Last fall we blogged about a proposed rule from the U.S. Environmental Protection Agency (EPA) that would walk back deadlines for phasing down the use of hydrofluorocarbons (HFCs).
For the uninitiated: HFCs are chemicals used largely as refrigerants (but also in the manufacture of semiconductors) that have greenhouse gas effects that are hundreds of times as potent as carbon dioxide.
The EPA on May 26 finalized that rule. It should surprise no one that the final rule mirrors the proposed rule.
On the other hand, the history of these regulations is remarkable.
Here’s why:
In 2015 and 2016, EPA under the Obama Administration promulgated regulations intended to phase down the use of HFCs, citing section 612 of the Clean Air Act as its authority for the regulations.
However, section 612 deals with ozone-depleting substances only, and HFCs do not deplete ozone. Consequently, those regulations were challenged in court and struck down in 2017.
In late 2020, Congress passed a bill that authorized EPA to promulgate regulations to impose a gradual, nationwide phase down on the production and consumption of HFCs, which President Trump signed into law.
That law contemplated that federal regulations limiting the production and consumption of HFCs were to be promulgated following a “negotiated rulemaking” among EPA and stakeholders but also permitted EPA to forego the “negotiated rulemaking” based on petitions submitted to it.
To be clear, in this context it is fair to conclude that “negotiated rulemaking” means that industry writes the rules.
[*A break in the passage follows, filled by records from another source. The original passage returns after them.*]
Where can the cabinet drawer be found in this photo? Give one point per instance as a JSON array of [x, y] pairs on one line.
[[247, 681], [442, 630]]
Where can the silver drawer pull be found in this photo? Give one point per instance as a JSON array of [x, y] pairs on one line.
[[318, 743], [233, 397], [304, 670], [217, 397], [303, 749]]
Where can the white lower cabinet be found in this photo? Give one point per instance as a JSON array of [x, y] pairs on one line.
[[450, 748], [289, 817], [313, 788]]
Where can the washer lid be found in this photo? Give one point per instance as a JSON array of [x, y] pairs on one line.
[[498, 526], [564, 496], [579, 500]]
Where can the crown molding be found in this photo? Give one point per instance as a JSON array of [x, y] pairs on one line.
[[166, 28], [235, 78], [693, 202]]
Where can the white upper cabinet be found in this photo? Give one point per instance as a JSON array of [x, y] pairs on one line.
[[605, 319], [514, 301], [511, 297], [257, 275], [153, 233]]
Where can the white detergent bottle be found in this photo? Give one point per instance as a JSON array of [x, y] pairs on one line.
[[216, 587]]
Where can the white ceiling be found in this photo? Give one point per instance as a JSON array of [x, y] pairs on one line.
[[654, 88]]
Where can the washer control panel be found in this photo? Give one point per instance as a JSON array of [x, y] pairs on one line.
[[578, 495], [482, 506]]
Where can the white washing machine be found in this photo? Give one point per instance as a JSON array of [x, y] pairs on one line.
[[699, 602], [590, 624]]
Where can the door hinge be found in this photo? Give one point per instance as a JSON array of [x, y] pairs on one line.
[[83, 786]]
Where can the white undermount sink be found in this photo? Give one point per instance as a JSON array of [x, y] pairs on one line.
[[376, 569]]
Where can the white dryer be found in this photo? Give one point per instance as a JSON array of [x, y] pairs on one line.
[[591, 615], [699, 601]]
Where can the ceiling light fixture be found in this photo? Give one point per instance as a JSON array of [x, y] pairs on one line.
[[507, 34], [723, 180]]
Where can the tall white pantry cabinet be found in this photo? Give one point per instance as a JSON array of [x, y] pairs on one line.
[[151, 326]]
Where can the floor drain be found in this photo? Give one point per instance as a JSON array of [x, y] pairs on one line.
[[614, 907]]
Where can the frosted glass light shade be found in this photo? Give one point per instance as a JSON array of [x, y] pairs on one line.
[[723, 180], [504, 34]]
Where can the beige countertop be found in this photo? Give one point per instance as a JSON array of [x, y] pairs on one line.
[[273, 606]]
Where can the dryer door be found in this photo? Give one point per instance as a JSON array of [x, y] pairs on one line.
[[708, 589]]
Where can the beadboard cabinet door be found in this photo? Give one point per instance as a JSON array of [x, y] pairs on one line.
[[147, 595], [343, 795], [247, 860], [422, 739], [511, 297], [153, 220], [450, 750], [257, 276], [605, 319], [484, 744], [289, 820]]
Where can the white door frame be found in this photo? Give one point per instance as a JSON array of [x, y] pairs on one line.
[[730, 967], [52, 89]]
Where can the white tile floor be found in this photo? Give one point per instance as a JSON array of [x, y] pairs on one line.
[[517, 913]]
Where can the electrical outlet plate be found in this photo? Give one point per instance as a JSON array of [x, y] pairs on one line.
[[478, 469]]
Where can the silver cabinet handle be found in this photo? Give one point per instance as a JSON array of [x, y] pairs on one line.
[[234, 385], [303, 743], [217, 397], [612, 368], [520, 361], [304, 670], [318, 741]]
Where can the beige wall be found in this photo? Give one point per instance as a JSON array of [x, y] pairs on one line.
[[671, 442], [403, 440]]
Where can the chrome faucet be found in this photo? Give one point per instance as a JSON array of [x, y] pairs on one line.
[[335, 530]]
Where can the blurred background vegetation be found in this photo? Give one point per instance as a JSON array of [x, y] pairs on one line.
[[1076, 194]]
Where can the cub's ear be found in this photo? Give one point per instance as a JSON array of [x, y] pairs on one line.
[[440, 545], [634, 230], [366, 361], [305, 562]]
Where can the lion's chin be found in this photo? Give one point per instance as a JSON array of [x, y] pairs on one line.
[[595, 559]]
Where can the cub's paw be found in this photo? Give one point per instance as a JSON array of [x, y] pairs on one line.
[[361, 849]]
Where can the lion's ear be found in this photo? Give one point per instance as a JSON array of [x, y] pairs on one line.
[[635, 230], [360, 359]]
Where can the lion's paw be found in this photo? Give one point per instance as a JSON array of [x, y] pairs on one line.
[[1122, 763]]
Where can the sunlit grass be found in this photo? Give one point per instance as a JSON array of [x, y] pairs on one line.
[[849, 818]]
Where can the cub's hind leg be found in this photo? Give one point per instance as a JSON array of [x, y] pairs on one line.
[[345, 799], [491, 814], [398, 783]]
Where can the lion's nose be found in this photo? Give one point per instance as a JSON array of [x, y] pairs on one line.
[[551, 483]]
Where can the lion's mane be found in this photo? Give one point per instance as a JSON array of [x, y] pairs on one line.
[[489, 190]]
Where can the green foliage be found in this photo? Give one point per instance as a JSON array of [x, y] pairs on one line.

Under the Biden Administration EPA chose to forego the “negotiated rulemaking” and instead promulgated regulations in 2023 that limited the production and consumption of HFCs based on 12 petitions that were submitted by stakeholders, including state governments, environmentalists, and industrial producers and users of HFCs.
These petitions generally sought to reinstate the requirements of the 2015 and 2016 Obama era regulations.
“The pendulum has swung back to where it was in 2020,” GASP Senior Attorney John Baillie said. “The history of the HFC regulations shows not only that it is important to follow the law, but also that what one president can do with the stroke of a pen, the next president can undo the same way.”